Ho sempre definito la sua presenza "sopportabile", ma ora che si sono lasciati... il pensiero di una loro storia piega lo stomaco in un crampo.

Marco mi guarda, divertito dal muso lungo che ho indossato. Si sistema sul fianco per studiarmi meglio, adagia il gomito sulla sponda del letto e con le punte dei piedi spinge via un paio di calzini sporchi.

«Celeste ci ha aiutati a restare quel che siamo, Nanà.»

Piego il capo nella sua direzione e le nostre fronti si sfiorano. Ho le mani sudate, il sangue che pulsa battiti di allarme, la mente che si appanna, un'insensata angoscia che graffia il cuore.

«Avrei fatto un sacco di cose stupide, se il pensiero di Celeste non mi avesse ostacolato.»

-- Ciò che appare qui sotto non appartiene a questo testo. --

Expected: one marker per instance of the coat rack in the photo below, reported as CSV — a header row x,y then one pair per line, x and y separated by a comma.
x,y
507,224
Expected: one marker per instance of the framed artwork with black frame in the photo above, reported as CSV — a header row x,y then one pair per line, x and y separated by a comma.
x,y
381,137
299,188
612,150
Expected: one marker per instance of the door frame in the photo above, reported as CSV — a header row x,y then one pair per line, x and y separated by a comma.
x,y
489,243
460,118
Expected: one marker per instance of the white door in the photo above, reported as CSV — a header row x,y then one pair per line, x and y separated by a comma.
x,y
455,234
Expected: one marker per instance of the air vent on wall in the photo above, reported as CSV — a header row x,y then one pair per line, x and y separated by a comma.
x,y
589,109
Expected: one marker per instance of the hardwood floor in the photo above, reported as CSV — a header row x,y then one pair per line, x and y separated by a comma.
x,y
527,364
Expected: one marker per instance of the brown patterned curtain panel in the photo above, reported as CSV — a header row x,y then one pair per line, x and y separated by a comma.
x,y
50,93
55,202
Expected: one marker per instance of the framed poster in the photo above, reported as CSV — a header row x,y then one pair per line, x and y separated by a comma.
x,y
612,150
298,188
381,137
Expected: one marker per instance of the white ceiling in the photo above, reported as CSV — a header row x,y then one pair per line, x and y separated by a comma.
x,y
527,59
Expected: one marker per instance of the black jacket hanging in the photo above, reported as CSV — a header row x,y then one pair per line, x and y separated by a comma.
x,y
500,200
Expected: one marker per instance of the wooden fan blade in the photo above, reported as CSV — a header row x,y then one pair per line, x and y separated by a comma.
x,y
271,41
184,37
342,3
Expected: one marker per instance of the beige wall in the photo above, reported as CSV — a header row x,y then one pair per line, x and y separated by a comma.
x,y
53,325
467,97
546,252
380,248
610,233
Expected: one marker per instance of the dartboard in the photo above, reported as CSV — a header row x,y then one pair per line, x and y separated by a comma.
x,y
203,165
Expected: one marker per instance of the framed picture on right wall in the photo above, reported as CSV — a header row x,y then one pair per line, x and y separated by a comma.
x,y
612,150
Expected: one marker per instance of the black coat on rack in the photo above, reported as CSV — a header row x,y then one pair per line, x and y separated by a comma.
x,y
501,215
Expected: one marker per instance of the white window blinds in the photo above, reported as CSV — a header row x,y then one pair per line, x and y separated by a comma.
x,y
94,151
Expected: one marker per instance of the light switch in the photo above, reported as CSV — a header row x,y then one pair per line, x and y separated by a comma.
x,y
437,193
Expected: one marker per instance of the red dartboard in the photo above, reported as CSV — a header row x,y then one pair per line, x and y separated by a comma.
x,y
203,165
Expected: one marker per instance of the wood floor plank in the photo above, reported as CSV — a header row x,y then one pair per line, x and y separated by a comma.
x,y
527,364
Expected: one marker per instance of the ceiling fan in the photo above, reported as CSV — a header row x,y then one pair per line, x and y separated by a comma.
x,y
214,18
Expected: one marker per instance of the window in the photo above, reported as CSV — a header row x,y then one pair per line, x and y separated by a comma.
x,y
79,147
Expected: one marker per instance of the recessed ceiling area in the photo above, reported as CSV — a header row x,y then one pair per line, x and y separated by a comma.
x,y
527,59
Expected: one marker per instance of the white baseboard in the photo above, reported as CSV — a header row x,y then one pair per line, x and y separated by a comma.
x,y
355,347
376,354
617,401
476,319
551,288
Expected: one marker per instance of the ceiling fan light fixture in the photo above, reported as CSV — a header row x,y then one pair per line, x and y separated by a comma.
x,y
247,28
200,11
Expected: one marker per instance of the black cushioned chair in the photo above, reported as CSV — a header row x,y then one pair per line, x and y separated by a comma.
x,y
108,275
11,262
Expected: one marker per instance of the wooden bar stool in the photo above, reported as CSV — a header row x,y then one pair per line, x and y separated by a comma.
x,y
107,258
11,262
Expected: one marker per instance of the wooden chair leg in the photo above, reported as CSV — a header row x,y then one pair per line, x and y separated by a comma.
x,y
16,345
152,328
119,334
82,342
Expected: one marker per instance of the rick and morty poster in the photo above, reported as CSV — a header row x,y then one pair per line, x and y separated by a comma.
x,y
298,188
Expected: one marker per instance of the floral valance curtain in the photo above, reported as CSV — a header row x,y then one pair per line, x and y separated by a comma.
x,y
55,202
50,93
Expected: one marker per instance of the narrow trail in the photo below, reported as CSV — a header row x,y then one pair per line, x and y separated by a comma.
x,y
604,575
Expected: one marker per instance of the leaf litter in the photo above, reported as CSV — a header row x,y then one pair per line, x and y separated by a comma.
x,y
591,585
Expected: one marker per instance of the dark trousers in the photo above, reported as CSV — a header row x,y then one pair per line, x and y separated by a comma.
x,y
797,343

Cose stupide. Gli sguardi di Marco mi vogliono bruciare viva. Le guance avvampano. Eppure, mi ha fissata un'infinità di volte per un'infinità di anni. E allora perché il cuore è sotto pressione?

«Ad esempio?» chiede una pazza parte di me. «Ad esempio che cosa avresti fatto?»

Marco uccide la distanza tra i nostri visi, e io indietreggio, fino a sedermi sul cuscino che profuma di Marsiglia, le spalle al muro. In trappola.

«Ti ricordi quella volta che eravamo insieme sul divano, all'ultimo dell'anno?» mi chiede.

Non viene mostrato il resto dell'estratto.